До того были исполнены новейшие по времени написания, но умеренно-неоромантические по содержанию сочинения петербургского пианиста Игоря Райхельсона в художественно-безупречной интерпретации автора Ю. Башмета и его ансамбля «Солисты Москвы». Музыка Райхельсона – это музыка, от которой остается приятное, уравновешенное впечатление, подобного рода музыка, конечно, всегда будет котироваться в слушательской аудитории. Музыка Пригова, точнее декламационно-ритмо-ударная композиция, произвела на всех неоднозначное впечатление: у кого-то, возможно, была подорвана вера в гуманистические идеалы современного искусства и родилась мысль о необязательности его существования, некоторые активно не принимали звучащее, кто-то громко разговаривал во время концерта, но с уверенностью можно сказать, что происходившее на сцене не оставило никого равнодушным.
Текстомузыка композиции под оригинальным названием «Широка страна моя родная» представляла собой безостановочное и ускоряющееся перечисление названий различных географических объектов, природных ресурсов, а также вещей, которые нас окружают. Перед кульминацией в партии вибрафона, подобно какой-нибудь пафосной радийной заставке, зазвучал мотив песни, давшей название опусу. Вторым номером была исполнена композиция «1000 нерекомендований», в словесном тексте которой на абсурдный в своей бесконечности перечень 1000 возможностей приходилось равное количество отклонительных сентенций. Возможно, такой художественный прием явился переосмыслением политического режима Страны Советов, в которой всем советовали не лезть на рожон.

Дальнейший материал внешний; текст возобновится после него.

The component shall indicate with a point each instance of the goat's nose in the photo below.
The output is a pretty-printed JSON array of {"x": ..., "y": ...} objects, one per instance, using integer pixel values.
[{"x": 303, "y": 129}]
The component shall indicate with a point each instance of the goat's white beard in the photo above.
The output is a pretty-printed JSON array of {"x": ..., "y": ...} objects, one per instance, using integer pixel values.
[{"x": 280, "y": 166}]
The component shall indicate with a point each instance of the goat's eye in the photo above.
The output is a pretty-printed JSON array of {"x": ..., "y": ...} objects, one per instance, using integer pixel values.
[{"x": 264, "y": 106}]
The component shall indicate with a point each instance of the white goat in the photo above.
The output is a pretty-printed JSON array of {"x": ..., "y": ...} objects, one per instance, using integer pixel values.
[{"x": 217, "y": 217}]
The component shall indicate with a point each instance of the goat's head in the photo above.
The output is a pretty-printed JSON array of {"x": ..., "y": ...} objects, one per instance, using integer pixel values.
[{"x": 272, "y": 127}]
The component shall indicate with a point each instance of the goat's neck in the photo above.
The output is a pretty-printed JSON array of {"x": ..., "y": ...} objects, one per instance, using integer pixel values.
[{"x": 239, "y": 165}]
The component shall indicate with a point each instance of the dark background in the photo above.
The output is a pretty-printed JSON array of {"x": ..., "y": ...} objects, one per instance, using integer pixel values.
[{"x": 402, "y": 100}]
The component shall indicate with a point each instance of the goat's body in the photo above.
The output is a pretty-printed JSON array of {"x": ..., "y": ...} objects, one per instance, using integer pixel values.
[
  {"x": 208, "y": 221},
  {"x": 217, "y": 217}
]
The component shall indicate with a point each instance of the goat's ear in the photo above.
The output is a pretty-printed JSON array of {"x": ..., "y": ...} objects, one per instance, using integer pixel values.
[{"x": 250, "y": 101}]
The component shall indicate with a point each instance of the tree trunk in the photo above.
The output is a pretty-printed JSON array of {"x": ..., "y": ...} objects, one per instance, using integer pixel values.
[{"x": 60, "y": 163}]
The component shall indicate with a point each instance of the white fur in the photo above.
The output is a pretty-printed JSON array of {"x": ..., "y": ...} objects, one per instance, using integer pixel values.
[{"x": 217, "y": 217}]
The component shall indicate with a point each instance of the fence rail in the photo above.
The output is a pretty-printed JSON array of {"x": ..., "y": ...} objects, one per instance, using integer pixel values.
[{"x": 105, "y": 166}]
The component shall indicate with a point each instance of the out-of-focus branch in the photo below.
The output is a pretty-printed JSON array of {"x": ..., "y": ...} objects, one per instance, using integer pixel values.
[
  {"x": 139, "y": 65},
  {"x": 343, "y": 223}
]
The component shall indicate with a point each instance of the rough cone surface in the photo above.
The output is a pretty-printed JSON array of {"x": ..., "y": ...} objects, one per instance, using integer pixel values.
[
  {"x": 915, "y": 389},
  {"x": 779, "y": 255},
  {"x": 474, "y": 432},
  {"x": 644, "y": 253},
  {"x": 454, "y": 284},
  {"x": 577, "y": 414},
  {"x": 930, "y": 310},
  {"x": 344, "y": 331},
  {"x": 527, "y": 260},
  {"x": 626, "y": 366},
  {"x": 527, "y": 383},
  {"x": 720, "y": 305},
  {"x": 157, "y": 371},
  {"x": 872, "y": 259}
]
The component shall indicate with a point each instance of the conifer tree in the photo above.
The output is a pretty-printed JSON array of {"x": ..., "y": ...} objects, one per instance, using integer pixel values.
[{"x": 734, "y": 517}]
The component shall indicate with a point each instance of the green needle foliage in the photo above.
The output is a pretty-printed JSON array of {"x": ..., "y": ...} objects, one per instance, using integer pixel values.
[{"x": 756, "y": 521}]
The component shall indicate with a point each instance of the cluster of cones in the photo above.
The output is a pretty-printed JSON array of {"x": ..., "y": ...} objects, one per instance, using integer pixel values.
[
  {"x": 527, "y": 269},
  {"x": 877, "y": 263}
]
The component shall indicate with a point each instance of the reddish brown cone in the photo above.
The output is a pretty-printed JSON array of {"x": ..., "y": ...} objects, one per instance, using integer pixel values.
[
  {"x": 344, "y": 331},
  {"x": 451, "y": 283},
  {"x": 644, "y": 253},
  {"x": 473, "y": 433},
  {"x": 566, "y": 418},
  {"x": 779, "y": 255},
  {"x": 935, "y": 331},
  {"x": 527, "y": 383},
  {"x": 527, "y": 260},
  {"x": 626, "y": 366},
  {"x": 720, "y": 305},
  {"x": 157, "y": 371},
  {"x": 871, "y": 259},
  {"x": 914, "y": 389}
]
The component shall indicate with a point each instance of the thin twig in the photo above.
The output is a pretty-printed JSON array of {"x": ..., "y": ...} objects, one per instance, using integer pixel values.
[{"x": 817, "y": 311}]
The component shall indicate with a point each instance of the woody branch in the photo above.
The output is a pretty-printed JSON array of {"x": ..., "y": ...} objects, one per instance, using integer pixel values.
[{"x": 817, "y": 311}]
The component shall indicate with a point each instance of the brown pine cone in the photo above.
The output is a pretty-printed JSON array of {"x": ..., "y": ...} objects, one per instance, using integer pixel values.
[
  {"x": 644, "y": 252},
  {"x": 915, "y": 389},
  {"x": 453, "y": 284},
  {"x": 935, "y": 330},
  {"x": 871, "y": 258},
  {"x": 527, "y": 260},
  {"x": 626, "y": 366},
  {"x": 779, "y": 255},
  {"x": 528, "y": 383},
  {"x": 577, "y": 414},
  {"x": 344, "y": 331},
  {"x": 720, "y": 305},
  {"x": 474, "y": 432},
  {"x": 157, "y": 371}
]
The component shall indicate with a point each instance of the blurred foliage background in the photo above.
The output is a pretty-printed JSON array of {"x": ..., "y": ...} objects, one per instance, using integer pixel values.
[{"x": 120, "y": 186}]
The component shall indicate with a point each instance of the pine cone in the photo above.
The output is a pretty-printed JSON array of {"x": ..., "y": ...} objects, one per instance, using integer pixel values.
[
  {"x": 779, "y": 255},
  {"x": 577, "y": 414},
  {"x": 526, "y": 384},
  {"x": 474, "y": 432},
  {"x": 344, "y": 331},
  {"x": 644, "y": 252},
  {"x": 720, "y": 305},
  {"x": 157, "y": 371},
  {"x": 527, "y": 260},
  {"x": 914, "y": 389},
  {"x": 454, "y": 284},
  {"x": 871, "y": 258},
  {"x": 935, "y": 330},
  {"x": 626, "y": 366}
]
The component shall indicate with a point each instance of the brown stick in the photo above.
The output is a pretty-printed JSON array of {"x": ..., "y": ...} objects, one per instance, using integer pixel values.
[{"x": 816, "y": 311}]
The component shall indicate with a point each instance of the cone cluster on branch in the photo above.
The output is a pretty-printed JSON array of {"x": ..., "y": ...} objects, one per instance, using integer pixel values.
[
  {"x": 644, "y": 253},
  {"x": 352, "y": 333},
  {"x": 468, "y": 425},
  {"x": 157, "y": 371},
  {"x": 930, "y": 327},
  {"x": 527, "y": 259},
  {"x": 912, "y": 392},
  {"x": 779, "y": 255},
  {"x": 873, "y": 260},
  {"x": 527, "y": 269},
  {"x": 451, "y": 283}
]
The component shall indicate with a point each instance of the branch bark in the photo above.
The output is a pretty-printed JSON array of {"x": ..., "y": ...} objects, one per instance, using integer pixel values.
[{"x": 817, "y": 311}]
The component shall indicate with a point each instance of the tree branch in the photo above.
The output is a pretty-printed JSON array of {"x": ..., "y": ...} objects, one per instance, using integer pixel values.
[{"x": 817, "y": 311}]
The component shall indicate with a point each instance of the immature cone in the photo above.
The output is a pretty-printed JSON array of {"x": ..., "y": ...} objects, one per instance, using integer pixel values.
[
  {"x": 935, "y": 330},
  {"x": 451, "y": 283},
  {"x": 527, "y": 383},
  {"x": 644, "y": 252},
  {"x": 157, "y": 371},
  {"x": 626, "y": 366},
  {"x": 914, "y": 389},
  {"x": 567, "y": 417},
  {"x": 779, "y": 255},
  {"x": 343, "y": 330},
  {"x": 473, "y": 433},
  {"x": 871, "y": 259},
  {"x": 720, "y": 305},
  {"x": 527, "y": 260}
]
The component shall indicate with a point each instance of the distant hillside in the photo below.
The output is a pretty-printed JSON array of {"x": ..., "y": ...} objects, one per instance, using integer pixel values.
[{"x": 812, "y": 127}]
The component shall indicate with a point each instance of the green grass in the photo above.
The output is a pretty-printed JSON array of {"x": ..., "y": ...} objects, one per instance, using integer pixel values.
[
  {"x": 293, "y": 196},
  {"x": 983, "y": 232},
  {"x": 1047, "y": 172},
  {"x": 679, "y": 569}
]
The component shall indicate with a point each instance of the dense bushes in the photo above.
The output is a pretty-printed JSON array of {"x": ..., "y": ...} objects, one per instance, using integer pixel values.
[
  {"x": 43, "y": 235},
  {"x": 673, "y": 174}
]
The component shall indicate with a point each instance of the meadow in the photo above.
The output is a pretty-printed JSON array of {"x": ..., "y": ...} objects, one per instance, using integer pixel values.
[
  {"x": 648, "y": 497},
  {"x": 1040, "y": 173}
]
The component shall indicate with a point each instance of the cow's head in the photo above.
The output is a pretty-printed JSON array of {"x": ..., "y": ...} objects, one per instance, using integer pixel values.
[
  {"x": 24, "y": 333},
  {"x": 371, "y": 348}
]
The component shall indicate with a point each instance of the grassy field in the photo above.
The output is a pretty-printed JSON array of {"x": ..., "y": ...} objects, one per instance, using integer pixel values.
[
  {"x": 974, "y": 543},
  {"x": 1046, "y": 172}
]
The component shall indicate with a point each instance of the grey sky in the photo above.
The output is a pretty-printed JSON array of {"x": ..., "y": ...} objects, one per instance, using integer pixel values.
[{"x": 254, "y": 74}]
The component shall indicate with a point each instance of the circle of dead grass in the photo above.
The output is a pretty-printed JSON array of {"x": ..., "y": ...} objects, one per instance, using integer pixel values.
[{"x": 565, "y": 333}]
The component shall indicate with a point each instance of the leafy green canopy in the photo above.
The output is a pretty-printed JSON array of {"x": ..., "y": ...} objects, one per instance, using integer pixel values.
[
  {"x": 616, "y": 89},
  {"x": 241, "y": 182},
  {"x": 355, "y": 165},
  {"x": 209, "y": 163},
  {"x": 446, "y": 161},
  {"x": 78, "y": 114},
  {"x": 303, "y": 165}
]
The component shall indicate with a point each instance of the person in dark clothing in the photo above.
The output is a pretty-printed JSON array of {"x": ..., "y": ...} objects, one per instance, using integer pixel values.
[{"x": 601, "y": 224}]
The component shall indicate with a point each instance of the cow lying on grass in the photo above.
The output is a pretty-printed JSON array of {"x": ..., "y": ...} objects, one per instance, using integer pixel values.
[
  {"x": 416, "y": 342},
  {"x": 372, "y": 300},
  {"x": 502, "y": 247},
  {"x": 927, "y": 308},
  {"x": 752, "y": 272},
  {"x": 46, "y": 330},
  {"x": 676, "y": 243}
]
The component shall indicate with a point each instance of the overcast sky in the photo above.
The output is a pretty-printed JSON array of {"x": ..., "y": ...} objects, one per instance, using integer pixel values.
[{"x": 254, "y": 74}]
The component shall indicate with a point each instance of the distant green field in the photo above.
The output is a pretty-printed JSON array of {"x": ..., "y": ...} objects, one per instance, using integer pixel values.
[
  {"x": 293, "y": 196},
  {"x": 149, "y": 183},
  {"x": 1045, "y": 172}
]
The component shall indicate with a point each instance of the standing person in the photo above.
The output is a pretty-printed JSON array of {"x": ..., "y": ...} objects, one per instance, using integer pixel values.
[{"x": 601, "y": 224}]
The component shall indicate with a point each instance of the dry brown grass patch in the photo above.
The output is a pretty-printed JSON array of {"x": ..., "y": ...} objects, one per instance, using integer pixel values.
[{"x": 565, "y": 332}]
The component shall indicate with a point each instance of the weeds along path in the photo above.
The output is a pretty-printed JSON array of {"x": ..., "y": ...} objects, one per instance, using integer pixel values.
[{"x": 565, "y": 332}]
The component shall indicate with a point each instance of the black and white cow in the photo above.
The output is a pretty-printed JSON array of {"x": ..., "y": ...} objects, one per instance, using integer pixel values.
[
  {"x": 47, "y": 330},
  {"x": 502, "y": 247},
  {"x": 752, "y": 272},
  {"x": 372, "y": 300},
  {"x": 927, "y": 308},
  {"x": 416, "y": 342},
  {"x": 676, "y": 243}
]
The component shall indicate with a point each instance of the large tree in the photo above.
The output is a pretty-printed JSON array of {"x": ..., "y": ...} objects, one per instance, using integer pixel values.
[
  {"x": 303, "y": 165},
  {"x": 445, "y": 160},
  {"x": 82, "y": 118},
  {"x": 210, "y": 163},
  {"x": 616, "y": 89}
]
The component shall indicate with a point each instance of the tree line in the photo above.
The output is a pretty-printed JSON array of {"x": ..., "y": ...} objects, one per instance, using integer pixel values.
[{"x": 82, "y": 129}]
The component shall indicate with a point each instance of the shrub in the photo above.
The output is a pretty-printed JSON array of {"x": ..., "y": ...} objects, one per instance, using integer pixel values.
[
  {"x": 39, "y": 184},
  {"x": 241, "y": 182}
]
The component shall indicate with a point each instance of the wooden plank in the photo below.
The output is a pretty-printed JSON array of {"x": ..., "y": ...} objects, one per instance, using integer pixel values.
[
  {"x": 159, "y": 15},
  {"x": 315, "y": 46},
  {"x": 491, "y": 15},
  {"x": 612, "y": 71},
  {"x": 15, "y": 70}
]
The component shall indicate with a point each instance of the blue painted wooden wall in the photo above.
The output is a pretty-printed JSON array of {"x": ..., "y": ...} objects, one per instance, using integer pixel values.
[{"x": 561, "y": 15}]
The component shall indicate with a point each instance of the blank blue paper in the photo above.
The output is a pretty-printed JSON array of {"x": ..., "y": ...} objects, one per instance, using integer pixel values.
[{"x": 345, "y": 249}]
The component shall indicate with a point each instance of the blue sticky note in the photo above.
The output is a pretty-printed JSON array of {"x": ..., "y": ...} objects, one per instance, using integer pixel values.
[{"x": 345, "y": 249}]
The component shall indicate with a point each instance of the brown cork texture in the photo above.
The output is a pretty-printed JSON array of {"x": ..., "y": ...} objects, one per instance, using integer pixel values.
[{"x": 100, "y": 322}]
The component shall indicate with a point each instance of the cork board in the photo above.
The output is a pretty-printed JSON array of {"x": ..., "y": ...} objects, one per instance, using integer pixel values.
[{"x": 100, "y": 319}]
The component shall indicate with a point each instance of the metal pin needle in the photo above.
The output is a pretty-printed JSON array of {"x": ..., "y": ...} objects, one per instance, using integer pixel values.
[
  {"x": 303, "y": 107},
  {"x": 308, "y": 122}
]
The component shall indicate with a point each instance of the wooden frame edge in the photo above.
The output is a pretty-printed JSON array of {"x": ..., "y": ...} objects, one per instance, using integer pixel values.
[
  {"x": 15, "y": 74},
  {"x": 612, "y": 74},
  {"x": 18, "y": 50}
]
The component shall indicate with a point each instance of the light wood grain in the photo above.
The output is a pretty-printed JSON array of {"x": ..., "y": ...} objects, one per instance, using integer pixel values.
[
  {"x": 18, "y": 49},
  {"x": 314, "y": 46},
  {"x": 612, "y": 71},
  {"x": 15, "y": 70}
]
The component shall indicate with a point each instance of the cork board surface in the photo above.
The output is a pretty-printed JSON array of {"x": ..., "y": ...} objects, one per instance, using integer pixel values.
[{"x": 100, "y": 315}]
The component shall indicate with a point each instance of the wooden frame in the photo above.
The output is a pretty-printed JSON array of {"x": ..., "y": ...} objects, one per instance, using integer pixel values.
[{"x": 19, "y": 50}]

Иногда в качестве шоковой терапии полезно послушать нечто глобально-концептуальное, Рахманиновский зал, похоже, превратился в «Мекку» для экстраординарных экспериментов всех сортов. Однако, какое отношение имеет светлое имя Сергея Васильевича ко всяческим гиперноваторствам современности? Что только не исполняли в многострадальном Рахманиновском: и тишину слушали, и шум радиоприемников, и хор мобильных телефонов. Может быть, переименовать Рахманиновский зал в Кейджевский, Приговский или еще какой-нибудь? Тогда можно будет пригласить квалифицированного рабочего, который на препарированном куске железобетона исполнит виртуозное соло отбойного молотка в память о великой классической традиции академической музыки.